9. Tekrar tekrar düşündüğünüz konuları çözümleyin, çözümleyemezseniz destek alın: Yaşlılık, eski yaşantıları değerlendirmek için ortam sağlar. Keşkeler, iyikiler daha çok fark edilebilir. Hâlihazırda bunları yaşıyorsanız o zamana bırakmak yerine halletmek, zihinsel enerjinizden bloke olanları kurtarmak, açık kalan dosyaları gözden geçirip yerlerine yerleştirmek, yaparken kolay olmasa da sonucunda sizi daha iyi rahatlatabilir.
10. Kendinizle iç diyaloglarınızı daha sevecen bir tonda yapmayı deneyin: Kendimize kızdığımız, beğenmediğimiz, eleştirdiğimiz yanlarımız ya da davranışlarımız olabilir.

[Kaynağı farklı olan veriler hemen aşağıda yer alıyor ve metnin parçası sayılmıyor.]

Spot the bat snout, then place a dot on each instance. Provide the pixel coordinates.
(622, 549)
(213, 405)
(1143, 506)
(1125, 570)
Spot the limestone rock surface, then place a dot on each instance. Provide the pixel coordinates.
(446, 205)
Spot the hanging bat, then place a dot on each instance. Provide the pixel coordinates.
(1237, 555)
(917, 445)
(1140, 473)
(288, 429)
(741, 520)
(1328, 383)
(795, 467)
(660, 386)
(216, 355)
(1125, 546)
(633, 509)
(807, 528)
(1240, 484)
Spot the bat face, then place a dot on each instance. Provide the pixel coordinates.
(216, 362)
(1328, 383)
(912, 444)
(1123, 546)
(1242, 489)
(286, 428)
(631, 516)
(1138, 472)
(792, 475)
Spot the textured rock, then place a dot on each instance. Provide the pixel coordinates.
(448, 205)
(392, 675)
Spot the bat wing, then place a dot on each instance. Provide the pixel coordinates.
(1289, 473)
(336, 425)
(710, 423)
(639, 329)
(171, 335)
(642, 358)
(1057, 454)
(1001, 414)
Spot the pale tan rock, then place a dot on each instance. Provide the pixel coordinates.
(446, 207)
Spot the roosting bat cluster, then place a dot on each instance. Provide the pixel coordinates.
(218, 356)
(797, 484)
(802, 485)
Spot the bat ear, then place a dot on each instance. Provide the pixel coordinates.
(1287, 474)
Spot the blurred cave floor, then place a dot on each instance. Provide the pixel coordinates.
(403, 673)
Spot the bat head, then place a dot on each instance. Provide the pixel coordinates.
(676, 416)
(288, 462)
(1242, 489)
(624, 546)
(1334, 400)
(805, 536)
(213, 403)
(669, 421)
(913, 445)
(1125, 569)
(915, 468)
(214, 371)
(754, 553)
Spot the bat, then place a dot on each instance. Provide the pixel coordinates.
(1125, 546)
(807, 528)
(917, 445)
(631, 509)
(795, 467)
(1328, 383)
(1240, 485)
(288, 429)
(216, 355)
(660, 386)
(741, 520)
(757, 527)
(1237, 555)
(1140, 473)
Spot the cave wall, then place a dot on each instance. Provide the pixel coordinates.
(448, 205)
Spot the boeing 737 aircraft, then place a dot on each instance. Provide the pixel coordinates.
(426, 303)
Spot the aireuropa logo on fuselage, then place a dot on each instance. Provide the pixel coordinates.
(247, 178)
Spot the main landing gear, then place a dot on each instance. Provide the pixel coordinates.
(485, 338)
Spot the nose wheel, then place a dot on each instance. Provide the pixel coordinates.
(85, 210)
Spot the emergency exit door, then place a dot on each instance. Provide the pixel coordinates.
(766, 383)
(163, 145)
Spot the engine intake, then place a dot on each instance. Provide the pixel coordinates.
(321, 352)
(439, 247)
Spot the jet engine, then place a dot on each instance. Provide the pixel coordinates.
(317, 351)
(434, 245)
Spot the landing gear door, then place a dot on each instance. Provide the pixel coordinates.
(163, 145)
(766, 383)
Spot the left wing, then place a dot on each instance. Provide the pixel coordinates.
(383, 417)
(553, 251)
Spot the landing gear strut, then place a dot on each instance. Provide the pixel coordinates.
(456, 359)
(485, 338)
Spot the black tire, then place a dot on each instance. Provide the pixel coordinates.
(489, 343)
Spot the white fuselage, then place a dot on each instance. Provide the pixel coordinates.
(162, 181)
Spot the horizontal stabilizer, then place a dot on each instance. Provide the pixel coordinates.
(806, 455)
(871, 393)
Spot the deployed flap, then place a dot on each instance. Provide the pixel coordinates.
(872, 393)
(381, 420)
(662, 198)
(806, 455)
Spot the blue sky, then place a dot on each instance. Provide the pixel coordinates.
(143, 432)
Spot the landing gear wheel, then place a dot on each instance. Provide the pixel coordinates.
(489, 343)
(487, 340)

Her zaman iyi hissedeceğiz gibi bir kural yok. Bununla birlikte bizim için sorun olan şeylerin neden sorun olduğunu anlamaya çalışmak, bunu yaparken de daha sevecen bir tonda kalmayı denemek kendimizi anlamak noktasında iyi gelecektir. Tıpkı sevdiğimiz biriyle konuşurken onu anlamaya çalışmamızın, çözüm bulmaktan bağımsız, ona iyi gelmesi gibi.